The lack of USDA oversight is outrageous, given how much America spends on subsidies. From 1995 to 2002 the U.S. taxpayer doled out more than $114 billion to farmers, and in 2002 President Bush upped subsidies to $190 billion over the next 10 years. For perspective, consider that in the year 2000 alone, U.S. spending on farm subsidies exceeded the gross domestic product of more than 70 nations, based on federal government figures.

With so much money being freely handed out, the GAO report should lead to some tough questions for USDA officials on Capitol Hill. Yet, for all its detail, the 75-page report artfully avoids the bigger question that no lawmaker wants to hear: Why do we even have farm subsidies?

One popular misconception that contributes to support for farm subsidies is that because they result in lower food prices, they are a boon to consumers. This ignores the fact that taxes pay for these subsidies. Any reduction in supermarket prices is paid for by your taxes, or someone else's, whether you buy that ear of corn or not.

Farm subsidies are not intended to reduce the cost of food significantly. If prices fell too much, farmers would lose money. To prevent this, Congress also has "environmental" conservation subsidies that pay farmers not to cultivate their land, resulting in higher prices for crops that are thus made scarcer. Consequently, from 1995 through 2002 we paid $14 billion for farmland conservation subsidies that increased the price of our food.

Another myth is that farm subsidies can help U.S. exports, and therefore the U.S. economy, because they make our food cheaper for foreigners to buy. This claim ignores at least two realities. First, just as farm subsidies are a wealth transfer from some taxpayers to some domestic consumers, so they are a wealth transfer to foreign consumers. Second, farm subsidies are starting to cost U.S. exporters. Last April, the World Trade Organization ruled that U.S. cotton subsidies violated global trade rules, which could lead to billions of dollars in retaliatory tariffs or fines. The ruling will encourage developing countries to bring lawsuits against other subsidized U.S. exports.

If the United States were to stop subsidizing agriculture, it could encourage others to do the same. Franz Fischler, the European Union's agriculture commissioner, announced at the Doha Round of international trade negotiations in May that, "Provided we get a balanced deal, we are ready to put all of [Europe's] export subsidies on the table." Given that European agricultural subsidies are almost six times greater per land unit than U.S. subsidies, American exporters would gain tremendously from an end to subsidies.
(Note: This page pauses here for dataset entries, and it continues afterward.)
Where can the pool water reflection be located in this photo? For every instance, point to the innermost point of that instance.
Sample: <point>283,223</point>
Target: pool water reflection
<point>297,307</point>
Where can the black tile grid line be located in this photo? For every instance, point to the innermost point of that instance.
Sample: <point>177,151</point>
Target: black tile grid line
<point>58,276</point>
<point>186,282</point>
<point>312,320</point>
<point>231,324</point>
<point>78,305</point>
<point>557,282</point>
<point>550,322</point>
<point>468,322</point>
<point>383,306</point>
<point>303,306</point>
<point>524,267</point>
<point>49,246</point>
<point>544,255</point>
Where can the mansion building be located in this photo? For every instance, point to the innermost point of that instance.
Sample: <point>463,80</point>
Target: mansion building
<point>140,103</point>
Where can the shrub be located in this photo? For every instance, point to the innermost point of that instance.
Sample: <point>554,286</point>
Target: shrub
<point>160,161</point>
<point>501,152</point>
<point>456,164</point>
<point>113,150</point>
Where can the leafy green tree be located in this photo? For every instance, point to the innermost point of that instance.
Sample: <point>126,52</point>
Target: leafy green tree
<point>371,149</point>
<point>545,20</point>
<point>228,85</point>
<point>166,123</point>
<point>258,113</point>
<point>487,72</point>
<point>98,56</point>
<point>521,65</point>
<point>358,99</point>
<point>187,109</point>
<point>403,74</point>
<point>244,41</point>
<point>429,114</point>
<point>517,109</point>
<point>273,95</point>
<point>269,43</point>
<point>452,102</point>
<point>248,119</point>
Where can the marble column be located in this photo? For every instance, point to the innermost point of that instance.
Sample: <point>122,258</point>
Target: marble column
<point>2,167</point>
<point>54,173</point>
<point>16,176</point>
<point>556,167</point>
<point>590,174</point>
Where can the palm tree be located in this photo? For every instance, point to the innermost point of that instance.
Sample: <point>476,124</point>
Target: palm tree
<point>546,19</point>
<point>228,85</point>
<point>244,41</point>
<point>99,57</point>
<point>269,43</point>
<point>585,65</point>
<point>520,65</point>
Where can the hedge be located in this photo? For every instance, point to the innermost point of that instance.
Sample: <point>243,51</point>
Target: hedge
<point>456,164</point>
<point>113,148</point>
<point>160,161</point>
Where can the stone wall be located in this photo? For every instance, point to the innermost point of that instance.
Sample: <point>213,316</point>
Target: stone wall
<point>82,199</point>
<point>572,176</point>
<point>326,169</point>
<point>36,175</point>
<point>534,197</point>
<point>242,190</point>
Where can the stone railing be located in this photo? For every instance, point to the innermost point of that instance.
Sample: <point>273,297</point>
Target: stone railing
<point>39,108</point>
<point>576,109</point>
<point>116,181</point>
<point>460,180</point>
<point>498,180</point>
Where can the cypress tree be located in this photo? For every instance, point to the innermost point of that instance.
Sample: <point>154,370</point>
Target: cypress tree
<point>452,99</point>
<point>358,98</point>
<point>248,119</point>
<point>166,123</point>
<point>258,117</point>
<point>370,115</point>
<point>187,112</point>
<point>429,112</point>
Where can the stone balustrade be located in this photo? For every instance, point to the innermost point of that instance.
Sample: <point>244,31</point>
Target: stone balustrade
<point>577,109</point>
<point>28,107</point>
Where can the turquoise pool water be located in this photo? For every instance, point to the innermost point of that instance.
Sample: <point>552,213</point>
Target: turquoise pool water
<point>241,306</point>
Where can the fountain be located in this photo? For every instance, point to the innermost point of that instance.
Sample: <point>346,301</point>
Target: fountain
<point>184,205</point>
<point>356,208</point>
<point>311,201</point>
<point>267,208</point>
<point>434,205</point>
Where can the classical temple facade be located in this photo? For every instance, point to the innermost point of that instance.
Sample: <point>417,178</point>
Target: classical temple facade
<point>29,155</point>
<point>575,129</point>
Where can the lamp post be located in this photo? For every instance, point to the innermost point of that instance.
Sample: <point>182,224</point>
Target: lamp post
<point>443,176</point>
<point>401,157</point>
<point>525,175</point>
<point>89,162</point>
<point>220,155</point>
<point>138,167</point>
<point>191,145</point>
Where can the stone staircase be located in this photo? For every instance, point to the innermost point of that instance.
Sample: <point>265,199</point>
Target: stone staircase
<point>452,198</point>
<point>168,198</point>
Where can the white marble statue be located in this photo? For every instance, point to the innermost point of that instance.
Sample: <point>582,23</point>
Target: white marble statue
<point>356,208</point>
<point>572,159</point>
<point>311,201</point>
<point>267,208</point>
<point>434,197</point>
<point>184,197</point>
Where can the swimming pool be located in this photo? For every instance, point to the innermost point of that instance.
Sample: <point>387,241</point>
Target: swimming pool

Farmers in the developing world, who struggle in the face of unfair competition from crops subsidized by governments of the developed world, would also gain.

The most enduring political illusion is that farm subsidies are necessary to maintain the small family farmer. In fact, 77 percent of Americans support giving subsidies to small family farms, according to a 2004 poll by the PIPA/Knowledge Network. Small family farmers are not the primary dollar recipients of federal subsidies, however. According to the subsidy watchdog, Environmental Working Group, 71 percent of farm subsidies go to the top 10 percent of subsidy beneficiaries, almost all of which are large farms. In 2002, 78 farms, none small or struggling, each received more than a million dollars in subsidies. The bottom 80 percent of recipients average only $846 per year.

The result of subsidizing the rich, more landed farmers is that they can reduce the prices of their goods, making it much harder for small farmers to compete. Rather than being the small family farmers' savior, subsidies work against them.

Rich farmers are a powerful lobby in American politics. In the last election, crop producers gave $11.5 million in campaign contributions, according to the Center for Responsive Politics, and they are likely to give much more by this November.

So don't be surprised that the GAO's report won't be taken too seriously on Capitol Hill. Farm subsidies are more than just payoffs for loaded, large landowners. They're subsidies for elected officials, too.

Nicolas Heidorn is a public policy intern at the Independent Institute in Oakland.